Flax threaded through the trees again as quietly as he could, to where Rowan and Swallow were lying.
He reached out and touched Rowan’s shoulder. Immediately, they got up, slid their packs on and followed him behind the hedge
and down the road to the horses; only then did they make a noise.
Rowan gasped as the big shapes loomed up in the darkness, but Swallow hissed. “Are you mad?” she demanded. “Horse stealing’s
a killing offence!”
“We’re not stealing theirs!” Flax said, shocked. “I’m not stupid. We’re just leaving them here so they can’t come after us
easily. Although, if we took just one, we’d each have a mount…”
Swallow considered it. “They’re telling us they’re here to protect us from massacres but it doesn’t mean they won’t stage
one of their own when it suits them. No warlord ever cared about Travellers and none ever will.” Her voice was bitter.

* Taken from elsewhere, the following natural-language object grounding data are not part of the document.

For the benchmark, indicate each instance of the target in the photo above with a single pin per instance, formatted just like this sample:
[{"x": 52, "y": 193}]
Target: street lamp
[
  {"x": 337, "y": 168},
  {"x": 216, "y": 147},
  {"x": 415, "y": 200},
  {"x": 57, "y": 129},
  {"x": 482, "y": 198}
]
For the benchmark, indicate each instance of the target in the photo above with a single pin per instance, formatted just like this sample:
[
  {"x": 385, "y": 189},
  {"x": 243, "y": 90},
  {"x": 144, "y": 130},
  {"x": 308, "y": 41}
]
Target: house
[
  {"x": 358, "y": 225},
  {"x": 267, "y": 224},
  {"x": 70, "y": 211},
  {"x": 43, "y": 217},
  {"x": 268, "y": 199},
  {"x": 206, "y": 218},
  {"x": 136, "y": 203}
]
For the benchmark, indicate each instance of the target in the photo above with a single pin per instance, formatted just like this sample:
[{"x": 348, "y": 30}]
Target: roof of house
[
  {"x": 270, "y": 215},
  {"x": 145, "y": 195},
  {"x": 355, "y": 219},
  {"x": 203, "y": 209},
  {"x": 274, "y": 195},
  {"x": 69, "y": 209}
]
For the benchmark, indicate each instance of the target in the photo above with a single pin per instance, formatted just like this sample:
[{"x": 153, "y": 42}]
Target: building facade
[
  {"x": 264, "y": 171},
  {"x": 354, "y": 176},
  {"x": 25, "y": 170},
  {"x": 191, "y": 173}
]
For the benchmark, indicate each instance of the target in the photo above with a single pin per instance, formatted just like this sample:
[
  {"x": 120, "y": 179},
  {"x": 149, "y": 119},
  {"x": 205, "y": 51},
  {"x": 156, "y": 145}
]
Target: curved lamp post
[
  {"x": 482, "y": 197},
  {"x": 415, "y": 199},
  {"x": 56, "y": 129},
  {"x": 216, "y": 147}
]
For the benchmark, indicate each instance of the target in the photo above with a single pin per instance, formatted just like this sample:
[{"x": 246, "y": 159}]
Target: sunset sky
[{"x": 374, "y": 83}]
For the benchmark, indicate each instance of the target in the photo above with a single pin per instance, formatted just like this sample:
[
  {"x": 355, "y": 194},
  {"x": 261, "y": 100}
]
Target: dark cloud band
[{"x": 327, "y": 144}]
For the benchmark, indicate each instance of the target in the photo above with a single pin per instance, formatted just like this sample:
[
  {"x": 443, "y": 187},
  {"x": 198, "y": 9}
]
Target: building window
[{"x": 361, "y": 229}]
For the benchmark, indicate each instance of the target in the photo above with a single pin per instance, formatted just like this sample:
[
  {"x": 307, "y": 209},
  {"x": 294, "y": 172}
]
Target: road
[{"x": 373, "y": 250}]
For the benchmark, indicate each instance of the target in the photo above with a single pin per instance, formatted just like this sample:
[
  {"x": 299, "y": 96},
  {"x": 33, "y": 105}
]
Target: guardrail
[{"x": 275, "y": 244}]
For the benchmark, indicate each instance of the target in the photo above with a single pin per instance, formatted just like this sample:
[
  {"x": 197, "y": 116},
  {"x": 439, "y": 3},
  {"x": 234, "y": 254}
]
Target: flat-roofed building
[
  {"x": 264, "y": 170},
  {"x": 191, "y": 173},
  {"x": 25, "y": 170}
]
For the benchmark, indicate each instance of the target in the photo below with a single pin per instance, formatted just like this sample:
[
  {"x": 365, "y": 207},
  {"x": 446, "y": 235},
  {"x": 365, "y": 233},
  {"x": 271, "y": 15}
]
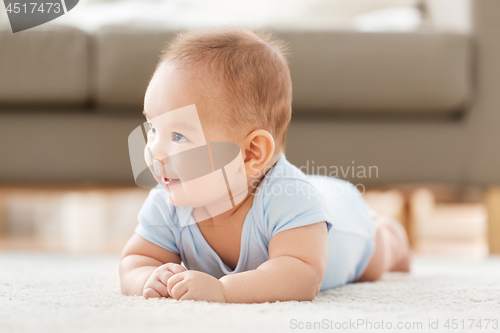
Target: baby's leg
[{"x": 392, "y": 250}]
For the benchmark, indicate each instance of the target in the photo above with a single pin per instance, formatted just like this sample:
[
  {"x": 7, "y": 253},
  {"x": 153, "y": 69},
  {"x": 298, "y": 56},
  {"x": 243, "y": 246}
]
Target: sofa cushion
[
  {"x": 332, "y": 72},
  {"x": 47, "y": 64}
]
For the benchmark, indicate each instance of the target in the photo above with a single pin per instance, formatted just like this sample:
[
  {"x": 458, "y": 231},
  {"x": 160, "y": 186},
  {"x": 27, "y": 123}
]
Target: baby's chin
[{"x": 180, "y": 197}]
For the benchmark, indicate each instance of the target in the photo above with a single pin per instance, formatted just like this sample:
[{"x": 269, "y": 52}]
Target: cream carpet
[{"x": 50, "y": 292}]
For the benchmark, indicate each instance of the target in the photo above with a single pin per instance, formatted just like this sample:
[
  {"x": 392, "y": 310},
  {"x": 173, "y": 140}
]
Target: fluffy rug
[{"x": 51, "y": 292}]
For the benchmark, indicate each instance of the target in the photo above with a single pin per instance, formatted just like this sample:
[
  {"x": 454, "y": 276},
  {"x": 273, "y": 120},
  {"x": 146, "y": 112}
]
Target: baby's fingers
[{"x": 150, "y": 293}]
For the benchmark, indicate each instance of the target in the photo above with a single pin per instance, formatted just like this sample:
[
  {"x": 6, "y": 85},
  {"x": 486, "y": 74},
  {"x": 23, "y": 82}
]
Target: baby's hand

Rowan touched her arm. “Come, we must go.”
Fumbling in the dark, Flax saddled Mud and a steady black cob he’d marked out during the day as the most sensible of the others.
Then he helped Swallow and Rowan to mount, and they headed off towards Sendat.
“The one way they won’t expect us to go,” Rowan said. “We can turn off to the right before Garvay, I’m pretty sure.”
“It’s a long time since we walked those roads,” Swallow said, and Flax couldn’t tell if she were doubtful or nostalgic.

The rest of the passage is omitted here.